В один из своих последних приездов подарил мне командирские часы с изображением на циферблате портрета прославленного маршала Жукова. Эти часы я ношу до сих пор, в память о добром душевном человеке.
Сейчас Александр Сергеевич работает в одном из негосударственных вузов Москвы.
Происходившие в стране политические события, вызванные изменением государственной идеологии, не проходили бесследно. После выхода из КПСС Б. Н. Ельцина, избранного в июне 1990 года I Съездом народных депутатов РСФСР Председателем Верховного Совета республики, его примеру последовал и я.
Всегда симпатизировавший Ельцину, с болью в сердце воспринимал давление, которое оказывала на него верхушка партийно-бюрократического аппарата. И снова, в который раз восхищался недюжинной волей этого человека, выдерживающего клевету и провокации. В отличие от других моих коллег по факультету у меня не было никаких сомнений в том, что приписываемые Ельцину пьянство, корысть, жестокость это всего-навсего наглая ложь. Прильнув, как и большинство людей к экрану телевизора, видел недостойную игру, затеянную идеологическим аппаратом, и хорошо понимал, что Ельцина травят потому, что он замахнулся на кровные интересы, нерушимое благополучие властвовавшей тогда партийной элиты.

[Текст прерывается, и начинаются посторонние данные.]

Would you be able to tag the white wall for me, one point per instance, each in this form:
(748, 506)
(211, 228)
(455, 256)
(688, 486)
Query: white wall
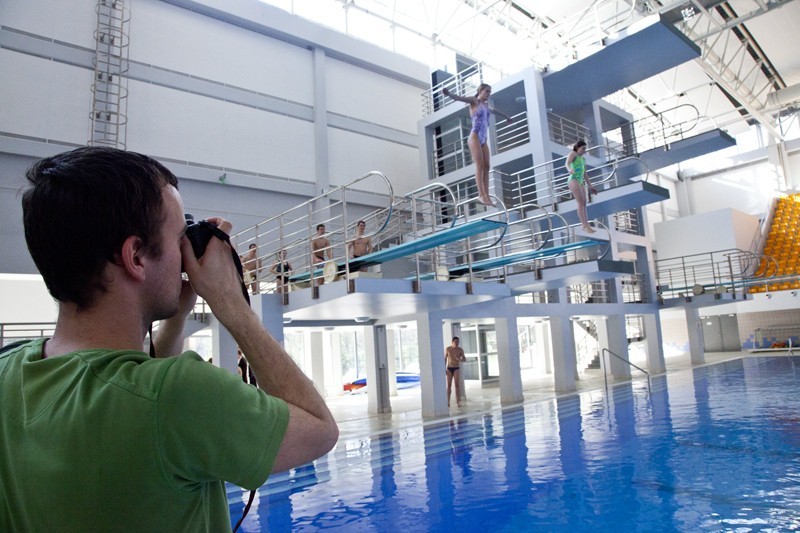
(215, 87)
(24, 298)
(707, 232)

Я был продуктом взрастившей меня системы, и долго не хотел верить в обреченность КПСС. В условиях выдвинутой концепции нового политического мышления думалось, что партия может перестроиться, избавившись от многих своих ошибок и недозволенных действий. В тот период, разработав публичную лекцию на тему «Партия в условиях перестройки», часто выступал с ней во многих трудовых коллективах области, выезжая в командировки по линии общества «Знание». Реакция на мои выступления была неоднозначной. Помню, с каким осуждением смотрели на меня секретари Ирбитского горкома партии, рассматривая лекцию как попытку опорочить КПСС.
А во время выступления перед партийным активом города Первоуральска, когда речь зашла о том, что партия должна принести покаяние за свои прегрешения перед народом, присутствовавшие старые партийцы попытались даже согнать меня с трибуны. Потом, в конце концов, написали на меня жалобу в обком КПСС.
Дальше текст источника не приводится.